Was die Bürger, die sich kurzfristig zur Initiative zusammengeschlossen hatten, bewegt, wurde in der Sitzung deutlich. Gut eine Stunde Frage- beziehungsweise Redezeit räumte der Bürgermeister den Anwesenden ein. Die einen sorgen sich um fallende Immobilienpreise im Umfeld von Windparks, die anderen stellen deren Rentabilität infrage. Der Mindestabstand zu Wohngebäuden ist ein großes Thema, 750 Meter sollen es laut Gesetz mindestens sein - für St. Johann, das betonte der Bürgermeister in seinen Antworten immer wieder, werden 1.000 Meter angestrebt.

Auch an die beschränkten Handlungsspielräume der Gemeinde erinnerte Bauer mehrfach: »Wir müssen geltendes Recht umsetzen, das ist keine Frage des Wollens.« Das Land gibt vor, dass zwei Prozent der Fläche für den Ausbau erneuerbarer Energien verwendet werden. Dass Forst BW geeignete Flächen ausschreibt, ist so gut wie sicher - ebenso wie die Tatsache, dass Projekte in etlichen Nachbargemeinden schon ein paar Schritte weiter sind und realisiert werden.

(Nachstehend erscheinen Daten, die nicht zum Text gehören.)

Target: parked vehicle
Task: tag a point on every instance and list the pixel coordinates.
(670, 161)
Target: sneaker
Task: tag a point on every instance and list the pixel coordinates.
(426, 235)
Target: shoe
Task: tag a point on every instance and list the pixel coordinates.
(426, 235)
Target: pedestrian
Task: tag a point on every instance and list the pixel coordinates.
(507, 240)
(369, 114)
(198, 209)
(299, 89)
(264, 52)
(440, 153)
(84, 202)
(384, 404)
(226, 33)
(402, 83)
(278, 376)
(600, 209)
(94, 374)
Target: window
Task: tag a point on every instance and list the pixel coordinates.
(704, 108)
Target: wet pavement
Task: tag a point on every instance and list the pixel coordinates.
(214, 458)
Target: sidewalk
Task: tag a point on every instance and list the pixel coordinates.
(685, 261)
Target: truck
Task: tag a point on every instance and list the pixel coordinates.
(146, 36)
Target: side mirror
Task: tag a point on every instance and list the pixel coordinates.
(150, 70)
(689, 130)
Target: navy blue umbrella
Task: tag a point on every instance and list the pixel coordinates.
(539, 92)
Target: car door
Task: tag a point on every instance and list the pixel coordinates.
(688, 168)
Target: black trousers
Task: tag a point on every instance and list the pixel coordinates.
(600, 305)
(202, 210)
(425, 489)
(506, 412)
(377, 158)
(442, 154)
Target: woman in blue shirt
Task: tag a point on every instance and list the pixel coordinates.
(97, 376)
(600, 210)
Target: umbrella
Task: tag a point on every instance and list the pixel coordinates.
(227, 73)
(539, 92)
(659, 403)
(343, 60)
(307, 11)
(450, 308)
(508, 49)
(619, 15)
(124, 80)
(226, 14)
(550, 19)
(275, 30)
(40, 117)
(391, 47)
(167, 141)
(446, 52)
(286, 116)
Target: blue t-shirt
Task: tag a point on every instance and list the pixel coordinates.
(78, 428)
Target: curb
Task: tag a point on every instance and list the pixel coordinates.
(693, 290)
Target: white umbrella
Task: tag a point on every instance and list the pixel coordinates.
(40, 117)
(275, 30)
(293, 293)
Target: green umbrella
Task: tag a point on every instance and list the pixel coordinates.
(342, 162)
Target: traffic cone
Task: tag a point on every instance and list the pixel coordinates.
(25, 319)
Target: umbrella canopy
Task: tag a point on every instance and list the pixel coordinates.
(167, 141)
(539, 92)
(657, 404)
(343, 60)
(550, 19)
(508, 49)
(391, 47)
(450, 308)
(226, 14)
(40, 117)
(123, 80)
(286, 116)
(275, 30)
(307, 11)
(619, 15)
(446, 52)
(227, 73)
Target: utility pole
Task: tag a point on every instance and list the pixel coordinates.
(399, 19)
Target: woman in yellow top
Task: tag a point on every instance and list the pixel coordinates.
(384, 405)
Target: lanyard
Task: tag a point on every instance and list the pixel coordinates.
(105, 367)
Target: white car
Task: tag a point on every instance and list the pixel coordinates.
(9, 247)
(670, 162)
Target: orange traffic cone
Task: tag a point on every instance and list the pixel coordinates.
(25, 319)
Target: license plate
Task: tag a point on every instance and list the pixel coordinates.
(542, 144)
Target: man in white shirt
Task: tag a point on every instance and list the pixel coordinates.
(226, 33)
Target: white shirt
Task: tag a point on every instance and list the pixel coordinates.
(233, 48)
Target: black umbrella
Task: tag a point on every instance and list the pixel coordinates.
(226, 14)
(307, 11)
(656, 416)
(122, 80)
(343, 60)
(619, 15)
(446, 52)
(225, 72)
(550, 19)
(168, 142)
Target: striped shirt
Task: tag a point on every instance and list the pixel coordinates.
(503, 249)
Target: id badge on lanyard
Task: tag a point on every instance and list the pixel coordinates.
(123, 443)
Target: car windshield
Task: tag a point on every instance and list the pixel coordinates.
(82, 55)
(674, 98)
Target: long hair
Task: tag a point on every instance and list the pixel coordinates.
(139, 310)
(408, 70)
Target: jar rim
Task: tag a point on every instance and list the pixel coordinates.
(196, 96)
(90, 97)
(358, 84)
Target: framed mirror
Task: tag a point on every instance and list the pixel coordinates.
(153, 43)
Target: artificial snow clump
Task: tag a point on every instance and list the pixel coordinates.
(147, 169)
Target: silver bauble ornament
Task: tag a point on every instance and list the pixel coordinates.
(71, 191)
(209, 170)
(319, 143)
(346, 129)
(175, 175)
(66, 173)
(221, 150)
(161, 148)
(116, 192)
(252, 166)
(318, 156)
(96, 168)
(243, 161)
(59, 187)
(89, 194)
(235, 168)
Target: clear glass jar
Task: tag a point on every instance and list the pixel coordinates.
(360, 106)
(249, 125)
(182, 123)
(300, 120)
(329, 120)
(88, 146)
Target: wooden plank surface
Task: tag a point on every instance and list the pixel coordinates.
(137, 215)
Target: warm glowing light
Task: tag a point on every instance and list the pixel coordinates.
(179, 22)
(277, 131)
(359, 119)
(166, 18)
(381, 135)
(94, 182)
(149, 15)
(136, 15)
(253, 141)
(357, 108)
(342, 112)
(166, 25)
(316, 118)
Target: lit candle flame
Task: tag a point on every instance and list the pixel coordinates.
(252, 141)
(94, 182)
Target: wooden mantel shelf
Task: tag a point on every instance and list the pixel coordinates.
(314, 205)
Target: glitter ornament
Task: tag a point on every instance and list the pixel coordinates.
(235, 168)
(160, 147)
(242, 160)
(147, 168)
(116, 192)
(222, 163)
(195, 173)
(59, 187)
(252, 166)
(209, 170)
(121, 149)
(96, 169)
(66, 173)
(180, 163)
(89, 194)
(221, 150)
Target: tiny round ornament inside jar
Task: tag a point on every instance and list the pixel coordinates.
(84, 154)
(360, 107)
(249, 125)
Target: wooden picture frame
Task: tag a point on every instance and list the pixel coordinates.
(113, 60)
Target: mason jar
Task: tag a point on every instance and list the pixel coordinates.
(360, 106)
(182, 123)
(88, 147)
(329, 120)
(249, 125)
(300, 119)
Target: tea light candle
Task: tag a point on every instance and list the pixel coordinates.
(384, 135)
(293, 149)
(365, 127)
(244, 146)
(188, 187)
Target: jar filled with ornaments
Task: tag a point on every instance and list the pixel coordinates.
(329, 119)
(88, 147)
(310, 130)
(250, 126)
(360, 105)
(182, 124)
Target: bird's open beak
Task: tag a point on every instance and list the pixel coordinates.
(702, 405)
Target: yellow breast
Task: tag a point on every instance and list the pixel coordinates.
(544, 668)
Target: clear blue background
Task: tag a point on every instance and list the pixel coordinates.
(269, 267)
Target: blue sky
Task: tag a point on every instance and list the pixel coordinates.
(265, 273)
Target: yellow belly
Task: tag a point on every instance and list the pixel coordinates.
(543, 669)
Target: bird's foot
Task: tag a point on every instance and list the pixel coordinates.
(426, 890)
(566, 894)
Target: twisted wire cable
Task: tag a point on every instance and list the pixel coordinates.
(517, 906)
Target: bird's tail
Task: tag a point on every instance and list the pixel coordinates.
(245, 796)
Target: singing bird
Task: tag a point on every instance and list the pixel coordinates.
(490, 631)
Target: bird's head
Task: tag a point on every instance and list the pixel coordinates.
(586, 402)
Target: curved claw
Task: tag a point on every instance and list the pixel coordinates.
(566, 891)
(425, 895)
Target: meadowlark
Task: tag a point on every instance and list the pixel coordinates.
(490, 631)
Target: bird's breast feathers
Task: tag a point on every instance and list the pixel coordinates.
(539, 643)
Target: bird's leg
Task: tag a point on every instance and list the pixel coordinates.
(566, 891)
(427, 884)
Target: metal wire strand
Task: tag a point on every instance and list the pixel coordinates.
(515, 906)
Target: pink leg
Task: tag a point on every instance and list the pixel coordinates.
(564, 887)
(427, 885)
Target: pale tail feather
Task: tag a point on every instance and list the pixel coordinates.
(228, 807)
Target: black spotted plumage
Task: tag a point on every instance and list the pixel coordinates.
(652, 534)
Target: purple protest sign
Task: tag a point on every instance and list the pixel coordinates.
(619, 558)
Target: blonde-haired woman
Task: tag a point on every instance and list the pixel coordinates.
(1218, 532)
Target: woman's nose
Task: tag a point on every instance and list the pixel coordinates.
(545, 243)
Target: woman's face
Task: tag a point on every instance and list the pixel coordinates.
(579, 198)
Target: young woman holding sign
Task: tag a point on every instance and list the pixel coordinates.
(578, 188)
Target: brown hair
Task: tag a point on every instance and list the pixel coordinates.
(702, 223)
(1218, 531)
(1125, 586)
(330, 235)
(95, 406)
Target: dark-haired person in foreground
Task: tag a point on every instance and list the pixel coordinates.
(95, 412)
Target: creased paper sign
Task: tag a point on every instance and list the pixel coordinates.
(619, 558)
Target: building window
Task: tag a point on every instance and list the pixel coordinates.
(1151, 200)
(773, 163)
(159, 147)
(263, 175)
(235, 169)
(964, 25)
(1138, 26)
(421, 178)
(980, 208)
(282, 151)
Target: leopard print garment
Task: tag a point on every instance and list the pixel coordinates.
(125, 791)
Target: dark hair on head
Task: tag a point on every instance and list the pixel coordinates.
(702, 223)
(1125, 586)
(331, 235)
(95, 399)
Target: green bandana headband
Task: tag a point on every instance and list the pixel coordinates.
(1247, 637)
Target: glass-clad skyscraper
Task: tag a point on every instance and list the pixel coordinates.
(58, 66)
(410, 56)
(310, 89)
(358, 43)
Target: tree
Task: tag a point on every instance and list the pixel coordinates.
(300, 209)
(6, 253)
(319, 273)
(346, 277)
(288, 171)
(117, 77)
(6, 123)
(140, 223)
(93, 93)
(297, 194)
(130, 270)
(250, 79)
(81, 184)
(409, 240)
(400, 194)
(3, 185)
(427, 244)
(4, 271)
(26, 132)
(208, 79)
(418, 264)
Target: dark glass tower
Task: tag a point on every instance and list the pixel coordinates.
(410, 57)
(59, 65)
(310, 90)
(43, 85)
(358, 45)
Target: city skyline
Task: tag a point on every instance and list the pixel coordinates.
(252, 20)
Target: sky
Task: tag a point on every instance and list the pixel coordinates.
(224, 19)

»Wir entscheiden nicht darüber, ob Windkraft kommt, sondern wie«, betonte Bauer. Es gehe jetzt vor allem darum, »dass die Gemeinde als Player mit am Tisch sitzt. Wir wollen die Windräder nicht nur angucken, sondern auch davon profitieren«. Dass die Gemeinde notorisch klamme Kassen hat, ist spätestens seit der großen Debatte um die Werkrealschule kein Geheimnis mehr - ebenso wenig wie die Tatsache, dass Windkraft für die, denen die Flächen gehören, lukrativ ist. Neben Gewerbesteuer- winken auch Pachteinnahmen, Bauer bezifferte sie auf rund 100.000 Euro pro Jahr und Anlage.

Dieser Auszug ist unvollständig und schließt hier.